そうした劇的な環境の変化が、男性更年期の入り口となるのは間違いない。
■治療法は注射、塗布クリーム
「中高年特有のストレスはテストステロンの低下とも関係しています。仕事や家庭環境の変化が重なる40〜50代は、ちょうど男性更年期の症状が現れやすい年代だと言えます」
と土井医師。では、男性更年期と診断された場合、どのような治療がおこなわれるのだろうか。よく知られているのは、男性ホルモンを補う「テストステロン補充療法」だ。2000年代半ばから一般的になった。
「標準的な療法は注射です。一定の条件を満たせば保険診療の対象にもなります。欧米では経口薬の投与もおこなわれますが、肝臓への負担が大きいため、日本の保険診療では認められていません」
土井医師曰く、効果は人によりけりだが、数週間ごとに男性ホルモンを筋肉注射し、3カ月ほど続けて様子を見るのが普通。効果が見られた場合、注射の間隔はあけるという。

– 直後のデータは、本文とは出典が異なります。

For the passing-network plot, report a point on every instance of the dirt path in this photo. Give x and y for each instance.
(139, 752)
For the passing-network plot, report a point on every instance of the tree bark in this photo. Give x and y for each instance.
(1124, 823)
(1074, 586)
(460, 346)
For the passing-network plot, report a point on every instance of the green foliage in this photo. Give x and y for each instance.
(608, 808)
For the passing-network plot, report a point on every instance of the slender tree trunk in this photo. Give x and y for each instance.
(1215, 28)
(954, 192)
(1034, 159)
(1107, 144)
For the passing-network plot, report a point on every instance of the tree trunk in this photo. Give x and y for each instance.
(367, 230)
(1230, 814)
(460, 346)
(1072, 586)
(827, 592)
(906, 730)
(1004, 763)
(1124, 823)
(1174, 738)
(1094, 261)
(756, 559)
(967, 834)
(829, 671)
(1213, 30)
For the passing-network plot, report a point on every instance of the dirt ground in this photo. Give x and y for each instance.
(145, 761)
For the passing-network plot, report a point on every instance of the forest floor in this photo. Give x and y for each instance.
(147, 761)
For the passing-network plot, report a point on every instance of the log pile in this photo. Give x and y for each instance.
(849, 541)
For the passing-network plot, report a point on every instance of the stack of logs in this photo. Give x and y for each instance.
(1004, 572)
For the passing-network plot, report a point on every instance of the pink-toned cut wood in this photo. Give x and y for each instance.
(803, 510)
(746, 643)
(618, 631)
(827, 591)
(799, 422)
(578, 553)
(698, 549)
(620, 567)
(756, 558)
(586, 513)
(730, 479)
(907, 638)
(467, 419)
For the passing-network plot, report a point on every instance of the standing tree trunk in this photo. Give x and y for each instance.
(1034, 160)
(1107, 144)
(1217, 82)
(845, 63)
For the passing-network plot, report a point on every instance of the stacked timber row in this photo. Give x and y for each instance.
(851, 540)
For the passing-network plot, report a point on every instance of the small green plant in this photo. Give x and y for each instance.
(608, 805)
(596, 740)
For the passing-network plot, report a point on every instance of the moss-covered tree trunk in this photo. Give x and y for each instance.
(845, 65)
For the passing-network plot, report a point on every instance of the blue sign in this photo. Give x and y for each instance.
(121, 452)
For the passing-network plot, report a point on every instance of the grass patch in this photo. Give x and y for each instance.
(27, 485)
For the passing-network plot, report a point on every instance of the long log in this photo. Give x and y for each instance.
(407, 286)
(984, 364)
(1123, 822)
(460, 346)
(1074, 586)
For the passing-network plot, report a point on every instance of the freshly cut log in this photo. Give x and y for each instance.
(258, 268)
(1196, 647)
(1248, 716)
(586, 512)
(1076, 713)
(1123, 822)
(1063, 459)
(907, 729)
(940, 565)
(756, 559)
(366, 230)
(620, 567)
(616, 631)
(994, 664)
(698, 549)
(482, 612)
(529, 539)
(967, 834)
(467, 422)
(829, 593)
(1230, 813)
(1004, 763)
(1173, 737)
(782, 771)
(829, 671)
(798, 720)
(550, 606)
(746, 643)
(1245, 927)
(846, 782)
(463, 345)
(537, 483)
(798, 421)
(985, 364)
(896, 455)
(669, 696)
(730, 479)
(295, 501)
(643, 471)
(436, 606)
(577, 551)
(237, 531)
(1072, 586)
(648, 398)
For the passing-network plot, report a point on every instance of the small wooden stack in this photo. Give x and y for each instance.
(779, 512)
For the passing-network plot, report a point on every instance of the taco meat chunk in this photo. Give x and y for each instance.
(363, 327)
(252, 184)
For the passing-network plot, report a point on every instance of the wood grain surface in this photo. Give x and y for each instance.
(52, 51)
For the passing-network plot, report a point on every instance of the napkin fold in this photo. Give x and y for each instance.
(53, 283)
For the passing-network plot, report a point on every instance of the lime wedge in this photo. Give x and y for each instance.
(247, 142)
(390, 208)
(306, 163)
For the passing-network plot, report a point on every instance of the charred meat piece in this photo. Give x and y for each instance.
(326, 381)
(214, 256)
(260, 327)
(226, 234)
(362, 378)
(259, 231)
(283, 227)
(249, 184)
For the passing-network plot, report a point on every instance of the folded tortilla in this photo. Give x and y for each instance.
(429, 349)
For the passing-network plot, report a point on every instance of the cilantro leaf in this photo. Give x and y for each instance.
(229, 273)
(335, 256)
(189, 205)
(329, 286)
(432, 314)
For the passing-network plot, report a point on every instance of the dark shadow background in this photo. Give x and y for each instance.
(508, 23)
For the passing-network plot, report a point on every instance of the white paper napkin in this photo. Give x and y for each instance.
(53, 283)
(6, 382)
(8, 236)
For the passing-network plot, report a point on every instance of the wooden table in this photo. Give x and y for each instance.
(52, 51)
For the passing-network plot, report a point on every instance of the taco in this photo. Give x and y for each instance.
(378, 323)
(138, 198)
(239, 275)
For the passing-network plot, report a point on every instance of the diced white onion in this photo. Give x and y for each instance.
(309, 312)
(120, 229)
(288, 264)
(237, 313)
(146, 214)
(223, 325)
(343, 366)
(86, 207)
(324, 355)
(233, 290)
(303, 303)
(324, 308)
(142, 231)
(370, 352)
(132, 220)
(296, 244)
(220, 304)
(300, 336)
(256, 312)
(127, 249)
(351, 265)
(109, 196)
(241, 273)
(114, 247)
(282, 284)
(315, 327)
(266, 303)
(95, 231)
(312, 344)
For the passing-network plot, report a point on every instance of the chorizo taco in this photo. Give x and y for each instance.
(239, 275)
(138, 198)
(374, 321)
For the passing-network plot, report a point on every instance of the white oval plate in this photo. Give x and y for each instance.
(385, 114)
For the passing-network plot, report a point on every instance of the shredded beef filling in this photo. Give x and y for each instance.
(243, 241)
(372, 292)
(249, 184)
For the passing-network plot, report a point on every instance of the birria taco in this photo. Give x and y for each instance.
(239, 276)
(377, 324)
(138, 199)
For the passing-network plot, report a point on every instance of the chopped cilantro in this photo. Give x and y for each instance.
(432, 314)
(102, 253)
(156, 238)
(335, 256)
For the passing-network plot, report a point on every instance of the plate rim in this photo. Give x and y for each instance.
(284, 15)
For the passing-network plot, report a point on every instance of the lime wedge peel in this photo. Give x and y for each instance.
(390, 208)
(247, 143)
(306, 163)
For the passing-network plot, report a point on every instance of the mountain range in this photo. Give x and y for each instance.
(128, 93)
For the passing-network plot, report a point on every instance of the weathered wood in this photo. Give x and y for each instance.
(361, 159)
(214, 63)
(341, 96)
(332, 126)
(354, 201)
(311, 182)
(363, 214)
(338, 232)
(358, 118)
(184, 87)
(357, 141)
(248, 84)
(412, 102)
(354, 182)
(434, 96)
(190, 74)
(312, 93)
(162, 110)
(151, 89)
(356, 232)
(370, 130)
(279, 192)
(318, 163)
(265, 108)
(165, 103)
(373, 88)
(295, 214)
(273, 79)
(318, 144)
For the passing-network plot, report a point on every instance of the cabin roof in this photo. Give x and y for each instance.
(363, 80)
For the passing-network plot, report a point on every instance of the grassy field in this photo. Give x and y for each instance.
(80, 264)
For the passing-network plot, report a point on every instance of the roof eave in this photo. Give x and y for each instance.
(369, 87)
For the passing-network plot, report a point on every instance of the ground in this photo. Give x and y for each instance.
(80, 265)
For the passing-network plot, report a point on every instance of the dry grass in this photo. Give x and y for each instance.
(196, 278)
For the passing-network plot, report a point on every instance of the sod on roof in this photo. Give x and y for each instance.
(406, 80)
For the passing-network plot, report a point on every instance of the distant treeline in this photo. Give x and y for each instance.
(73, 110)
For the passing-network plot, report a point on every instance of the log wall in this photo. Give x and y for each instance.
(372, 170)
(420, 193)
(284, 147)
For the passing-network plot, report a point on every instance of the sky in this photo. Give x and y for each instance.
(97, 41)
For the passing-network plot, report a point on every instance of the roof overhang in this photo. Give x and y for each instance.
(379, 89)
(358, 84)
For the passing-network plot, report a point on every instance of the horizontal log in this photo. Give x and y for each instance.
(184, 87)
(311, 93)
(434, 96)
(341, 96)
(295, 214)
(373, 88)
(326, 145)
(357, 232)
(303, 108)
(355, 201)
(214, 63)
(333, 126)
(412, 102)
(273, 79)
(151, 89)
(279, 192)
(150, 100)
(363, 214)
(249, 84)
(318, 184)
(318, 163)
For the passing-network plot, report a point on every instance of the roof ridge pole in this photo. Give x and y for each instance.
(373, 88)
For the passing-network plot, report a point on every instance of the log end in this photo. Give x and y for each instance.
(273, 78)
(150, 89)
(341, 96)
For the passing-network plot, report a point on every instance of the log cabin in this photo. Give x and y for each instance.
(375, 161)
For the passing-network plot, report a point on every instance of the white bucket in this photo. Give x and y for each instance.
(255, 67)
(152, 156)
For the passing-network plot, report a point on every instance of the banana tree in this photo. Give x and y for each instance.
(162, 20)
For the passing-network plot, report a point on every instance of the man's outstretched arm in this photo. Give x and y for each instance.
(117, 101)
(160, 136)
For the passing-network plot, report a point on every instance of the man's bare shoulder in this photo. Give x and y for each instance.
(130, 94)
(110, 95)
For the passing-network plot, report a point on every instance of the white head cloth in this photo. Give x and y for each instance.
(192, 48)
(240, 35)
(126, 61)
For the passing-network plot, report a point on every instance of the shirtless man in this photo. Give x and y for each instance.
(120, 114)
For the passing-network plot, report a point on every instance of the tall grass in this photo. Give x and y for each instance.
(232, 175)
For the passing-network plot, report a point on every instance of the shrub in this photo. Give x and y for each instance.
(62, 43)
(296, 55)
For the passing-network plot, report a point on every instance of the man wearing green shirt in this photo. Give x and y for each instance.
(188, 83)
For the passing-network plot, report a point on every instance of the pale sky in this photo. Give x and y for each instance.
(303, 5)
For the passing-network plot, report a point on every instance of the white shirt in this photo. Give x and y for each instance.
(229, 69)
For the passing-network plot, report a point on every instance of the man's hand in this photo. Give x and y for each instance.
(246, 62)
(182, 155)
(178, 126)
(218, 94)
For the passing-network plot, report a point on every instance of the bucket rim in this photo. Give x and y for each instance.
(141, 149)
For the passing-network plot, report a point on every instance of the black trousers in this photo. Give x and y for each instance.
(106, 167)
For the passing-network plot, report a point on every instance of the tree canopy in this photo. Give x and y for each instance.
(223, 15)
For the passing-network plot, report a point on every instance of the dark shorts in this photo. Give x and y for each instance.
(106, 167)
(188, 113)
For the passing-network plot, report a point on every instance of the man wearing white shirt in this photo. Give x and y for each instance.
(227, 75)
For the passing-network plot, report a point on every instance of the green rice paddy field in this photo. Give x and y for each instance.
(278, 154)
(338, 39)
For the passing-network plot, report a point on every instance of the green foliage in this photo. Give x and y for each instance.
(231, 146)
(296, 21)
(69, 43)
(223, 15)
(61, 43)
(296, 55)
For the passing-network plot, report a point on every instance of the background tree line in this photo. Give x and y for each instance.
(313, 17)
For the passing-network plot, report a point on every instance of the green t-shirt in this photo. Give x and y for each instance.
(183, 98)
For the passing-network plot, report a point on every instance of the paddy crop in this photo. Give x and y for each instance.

「注射はしっかり効果が期待できる反面、投与後にホルモン値が大きく変動します。値が一気に上がって活発になった後に反動が来て、再び意欲減退が起きたりするので、この体調の波とうまく付き合っていかねばなりません」
男性ホルモン値の大きな変動を抑えるためには、クリーム剤が使われる。1日1回朝に塗り、効果が不十分な場合、1日2回朝と晩に使用する。塗布部位は、顎の下や腕の内側など肌の薄い箇所だ。
■症状の背景を見極めることが重要
ともかく土井医師は、「まず検査ありき」を強調する。
「最近元気が出ないから、とりあえず男性ホルモンを補えばいいという話ではないんです。症状の背景に何があるのかを見極めることが先決。実際、肥満や睡眠不足、運動不足などから来るストレスがテストステロン低下に関わっていることもあるし、別の病気が隠れていることだってあり得る」
中高年になると、睡眠を促すホルモンのメラトニンの分泌も減り、眠りの質も低下しがち。また、筋肉量も減って基礎代謝が落ちるため、少しの活動でも疲れやすくなり、「動くと疲れるから動かない」という運動不足の悪循環が起きてしまう。男性更年期には糖尿病をはじめとする、生活習慣病との関係が見逃せないのだ。